Она хотела бы встретиться вчетвером с Патти и Люком, хотя после той ночи с Томми О’Каллаханом парочка держится особняком, и Кирби их понимает. Все, чего она хочет, это побыть наедине с Дарреном.
– Можем снова покататься на карусели? – спрашивает Кирби. – Например, сегодня вечером перед работой?
– У моей тети день рождения, – отвечает Даррен. – Судья готовит рагу из устриц.
– Обожаю рагу из устриц, – говорит Кирби, хотя это откровенная ложь.
Ей нравятся моллюски, креветки и мидии, она не прочь полакомиться омаром, но удовольствия от устриц все еще не получает. Кирби просто ждет приглашения.
Никакого приглашения не следует.
– Мы покатаемся на карусели. Только не сегодня.
Но потом… о счастье! У них один и тот же выходной, вторник, и Даррен предлагает отправиться на пляж.
– Я все спланирую, – говорит он. – От тебя требуются только бикини и книга.
Кирби нравится, что Даррен упомянул чтение: что за пляж без хорошей книги? Но сама надеется, что они будут слишком заняты плаванием, поцелуями, брызганьем и возней на песке. Тем не менее прихватывает «Майру Брекинридж»[41], которую даже не открывала, и решает, что наконец-то достаточно загорела и можно надеть белое ажурное бикини.
Даррен просит ее встретиться с ним у «Лавки Тони»; он хочет взять пиво и лед, и оттуда они поедут. Кирби соглашается. Но, проходя по Наррагансетт-авеню к «Лавке Тони», она минует дом Даррена, а его машина все еще стоит у входа.
Подойти постучать или продолжить путь и встретиться с Дарреном у лавки, как он просил?
Здравый рассудок советует идти дальше. Сердце подсказывает другое.
Она поднимается по лестнице и стучит в дверь.
– Войдите! – раздается изнутри.
Кирби распахивает дверь и входит. Она заглядывает в солнечную гостиную с яркой мебелью; на белом столе в форме почки стоит стеклянный кувшин с гортензиями цвета барвинка, из-за которых комната кажется еще более летней и нарядной.
Помимо того, что доктор Фрейзер красива и успешна, у нее безупречный вкус. Кирби почти безумно хочет завоевать ее расположение. Она идет по коридору, минуя небольшую уборную, оклеенную зелеными обоями с рисунком бамбука. За последней дверью справа открывается кухня, оформленная в стиле парижской кондитерской. Здесь черно-белый плиточный пол, мраморные столешницы, подвесные светильники-шары из матового стекла и деревянная табличка с надписью «CAFÉ, CHOCOLAT, PÂTE, ET SIROPS» над медной раковиной.
Весело играет кларнет.
Судья в бифокальных очках прислонился к стойке, перед ним разложена газета. Он в зеленых брюках для гольфа и желтой рубашке поло. За круглым столиком в стиле бистро сидит пара, пьет кофе и угощается кексами и фруктами всех цветов радуги.
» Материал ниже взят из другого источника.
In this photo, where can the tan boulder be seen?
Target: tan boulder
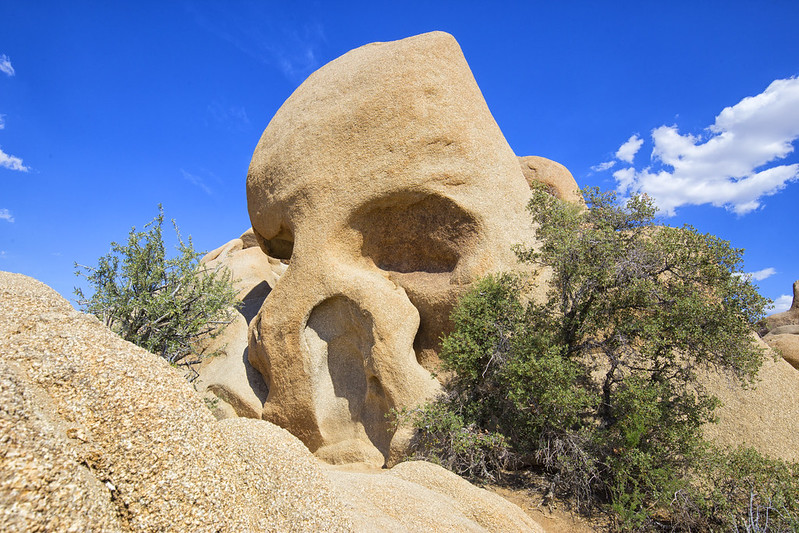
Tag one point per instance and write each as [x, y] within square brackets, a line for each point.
[228, 380]
[97, 434]
[785, 344]
[421, 496]
[789, 317]
[556, 177]
[388, 184]
[765, 417]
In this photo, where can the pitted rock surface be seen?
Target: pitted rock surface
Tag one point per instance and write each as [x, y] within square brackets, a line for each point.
[782, 331]
[100, 435]
[387, 183]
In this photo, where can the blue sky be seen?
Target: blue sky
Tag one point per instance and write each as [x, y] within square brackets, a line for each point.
[108, 108]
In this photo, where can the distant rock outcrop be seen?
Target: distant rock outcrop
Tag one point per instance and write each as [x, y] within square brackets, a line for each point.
[765, 417]
[782, 331]
[227, 379]
[556, 177]
[100, 435]
[386, 181]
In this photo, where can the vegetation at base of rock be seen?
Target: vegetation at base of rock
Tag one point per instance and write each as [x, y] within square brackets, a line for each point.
[596, 386]
[165, 305]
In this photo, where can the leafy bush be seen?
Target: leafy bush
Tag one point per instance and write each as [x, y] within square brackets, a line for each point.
[162, 304]
[597, 383]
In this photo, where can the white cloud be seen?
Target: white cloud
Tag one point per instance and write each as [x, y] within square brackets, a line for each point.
[725, 167]
[783, 303]
[11, 162]
[760, 275]
[196, 181]
[603, 166]
[627, 151]
[5, 65]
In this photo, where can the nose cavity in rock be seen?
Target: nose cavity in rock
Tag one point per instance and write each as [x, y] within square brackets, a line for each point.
[280, 245]
[349, 398]
[418, 240]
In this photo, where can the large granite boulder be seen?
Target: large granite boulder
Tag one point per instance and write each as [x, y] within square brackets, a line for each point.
[227, 379]
[97, 434]
[387, 183]
[557, 178]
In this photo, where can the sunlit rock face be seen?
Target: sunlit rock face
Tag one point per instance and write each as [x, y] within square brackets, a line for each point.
[388, 185]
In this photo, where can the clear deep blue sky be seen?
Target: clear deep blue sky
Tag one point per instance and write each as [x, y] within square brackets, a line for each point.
[108, 108]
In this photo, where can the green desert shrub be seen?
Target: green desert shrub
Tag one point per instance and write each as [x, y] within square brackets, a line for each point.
[163, 304]
[596, 384]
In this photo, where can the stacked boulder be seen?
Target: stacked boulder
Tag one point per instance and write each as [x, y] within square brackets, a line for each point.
[97, 434]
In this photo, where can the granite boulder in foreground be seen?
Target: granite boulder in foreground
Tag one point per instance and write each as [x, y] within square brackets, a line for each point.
[97, 434]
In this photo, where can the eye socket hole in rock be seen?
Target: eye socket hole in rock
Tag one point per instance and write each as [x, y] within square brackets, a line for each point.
[412, 232]
[350, 399]
[279, 246]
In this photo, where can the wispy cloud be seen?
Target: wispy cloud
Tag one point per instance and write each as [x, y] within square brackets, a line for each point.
[12, 162]
[5, 65]
[265, 33]
[627, 151]
[197, 181]
[783, 303]
[603, 166]
[728, 165]
[760, 275]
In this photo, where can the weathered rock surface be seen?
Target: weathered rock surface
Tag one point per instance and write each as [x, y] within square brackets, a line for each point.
[387, 182]
[228, 379]
[765, 417]
[420, 496]
[100, 435]
[556, 177]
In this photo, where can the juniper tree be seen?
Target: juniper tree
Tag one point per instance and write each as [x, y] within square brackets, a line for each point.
[163, 304]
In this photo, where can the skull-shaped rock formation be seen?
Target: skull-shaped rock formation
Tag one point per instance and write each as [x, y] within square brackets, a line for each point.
[387, 183]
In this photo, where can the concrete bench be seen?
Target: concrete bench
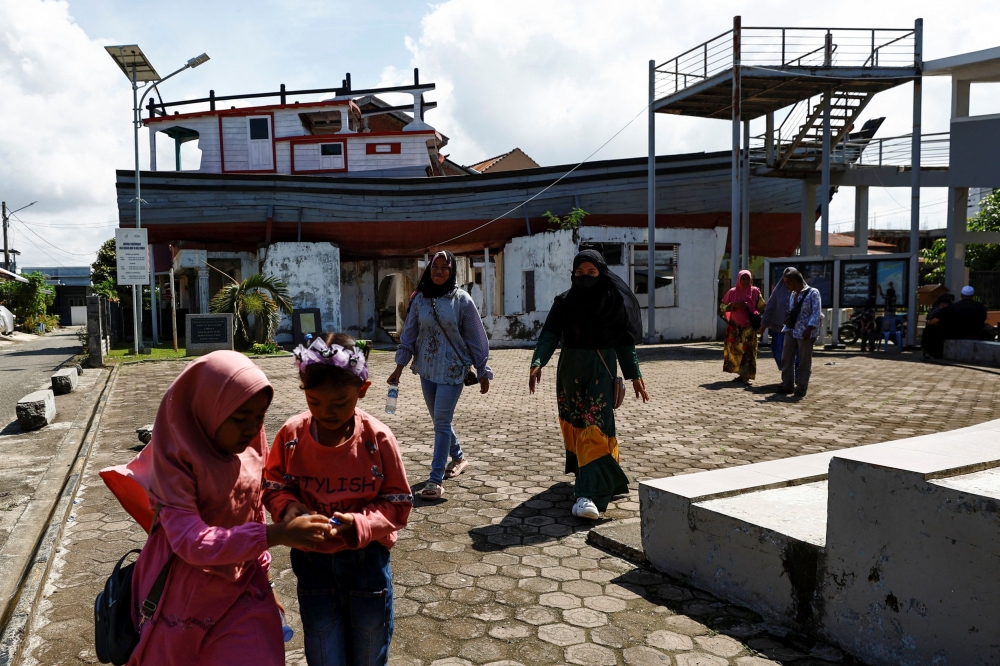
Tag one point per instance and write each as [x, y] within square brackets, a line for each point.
[64, 381]
[886, 550]
[974, 352]
[36, 410]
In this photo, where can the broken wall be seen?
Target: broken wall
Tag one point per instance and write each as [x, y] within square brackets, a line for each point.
[312, 272]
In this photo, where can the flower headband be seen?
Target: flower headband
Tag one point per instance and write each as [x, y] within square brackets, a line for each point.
[352, 359]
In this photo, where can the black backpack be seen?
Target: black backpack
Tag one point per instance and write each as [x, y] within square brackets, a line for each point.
[115, 634]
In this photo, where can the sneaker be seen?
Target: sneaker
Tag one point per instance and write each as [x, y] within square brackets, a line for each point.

– Привет, – здоровается Кирби. Мужчина и женщина за столом старше, ровесники судьи, и Кирби старается вести себя естественно, будто встретила друзей своих родителей. – Извините, что прерываю. Я ищу Даррена.
Трое взрослых какую-то секунду смотрят на нее, как на прибывшую с Марса инопланетянку. Кирби, честно говоря, испытывает облегчение из-за того, что на кухне нет доктора Фрейзер. Возможно, выпал шанс очаровать судью. Кирби одаривает его своей лучшей улыбкой.
– Ваша честь, я Кирби Фоли. Нас познакомила Раджани в Хоумпорте.
– Да, – говорит судья. – Припоминаю. Доброе утро.
Женщина встает.
– Я Кассандра Фрейзер, – представляется она, протягивая руку. Ее волосы собраны в высокий пучок, обмотанный разноцветным шарфом. Она пожимает руку Кирби, деревянные браслеты звенят. – А это мой муж Хэнк, – продолжает Кассандра, садясь.